Measuring Actual Cache Performance

We can see the cache in action by running our ./arrayaccess program under a tool that reads information from special "performance counter" registers in the processor. The perf.sh script invokes this tool and sets it to measure the last-level cache (LLC) accesses ("loads") and misses. In our example, the L3 cache is the last-level cache.

When we run ./arrayaccess -u -i 1 10000000, we should expect a hit rate smaller than 100%, since the first access to each block triggers a cache miss. Sometimes, but not always, prefetching manages to ensure that the next block is already in the cache (which increases the hit rate); the precise numbers depend on a variety of factors, including what else is running on the computer at the same time.

For example, we may get the following output:

$ ./perf.sh ./arrayaccess -u -i 1 10000000
accessing 10000000 integers 1 times in sequential order:
[0, 1, 2, 3, 4, 5, 6, 7, 8, 9, 10, 11, 12, 13, 14, 15, 16, 17, 18, 19, ...]
OK in 0.007934 sec!

 Performance counter stats for './arrayaccess -u -i 1 10000000':

           307,936      LLC-misses                #   25.67% of all LL-cache hits
         1,199,483      LLC-loads

       0.048342578 seconds time elapsed
This indicates that we experienced a roughly 74% cache hit rate (100% mius the 26% miss rate) – a rather decent result.

If we instead run the arrayaccess program with a random access pattern, the hit rate is much lower and there are more misses:

$ ./perf.sh ./arrayaccess -r -i 1 10000000
accessing 10000000 integers 1 times in random order:
[4281095, 3661082, 3488908, 9060979, 7747793, 8711155, 427716, 9760492, 9886661, 9641421, 9118652, 490027, 3368690, 3890299, 4340420, 7513926, 3770178, 5924221, 4089172, 3455736, ...]
OK in 0.152167 sec!

 Performance counter stats for './arrayaccess -r -i 1 10000000':

        19,854,838      LLC-misses                #   78.03% of all LL-cache hits
        25,443,796      LLC-loads

       0.754197032 seconds time elapsed
Here, the hit rate is only 22%, and 78% of cache accesses result in misses. As a result, the program runs 16x slower than when it accessed memory sequentially and benefited from locality of reference and prefetching.

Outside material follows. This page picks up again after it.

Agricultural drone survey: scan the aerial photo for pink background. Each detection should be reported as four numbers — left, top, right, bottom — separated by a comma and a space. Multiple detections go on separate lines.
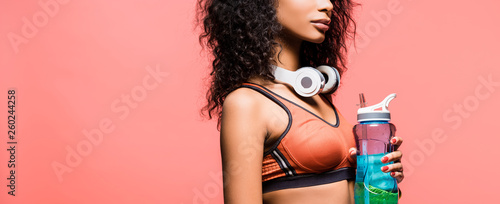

Today, further developed our understand of caches, why they are necessary, and why they benefit performance. We saw that differences in the price of storage technologies create a storage hierarchy with smaller, but faster, storage at the top, and slower, but larger storage at the bottom. Caches are a way of making the bottom layers appear faster than they actually are!

We discussed how caches are made from slots that can holds blocks of data from lower levels in the storage hierarchy, and we looked at the specific example of processor caches to illustrate this. We found that accessing data already in the cache (a "hit") is much faster than accessing it on the underlying storage to bring the block into the cache (a "miss"). We also considered different algorithms for which slot to free up when the cache is full and a new block needs to be brought into the cache, and found the widely-used LRU algorithm as a reasonable predictor of future access patterns due to the locality of reference exhibited by typical programs.

There is a lot more to say about caches, and you will learn some more in Lab 4. We will also talk about caches again in the context of distributed systems later in the course!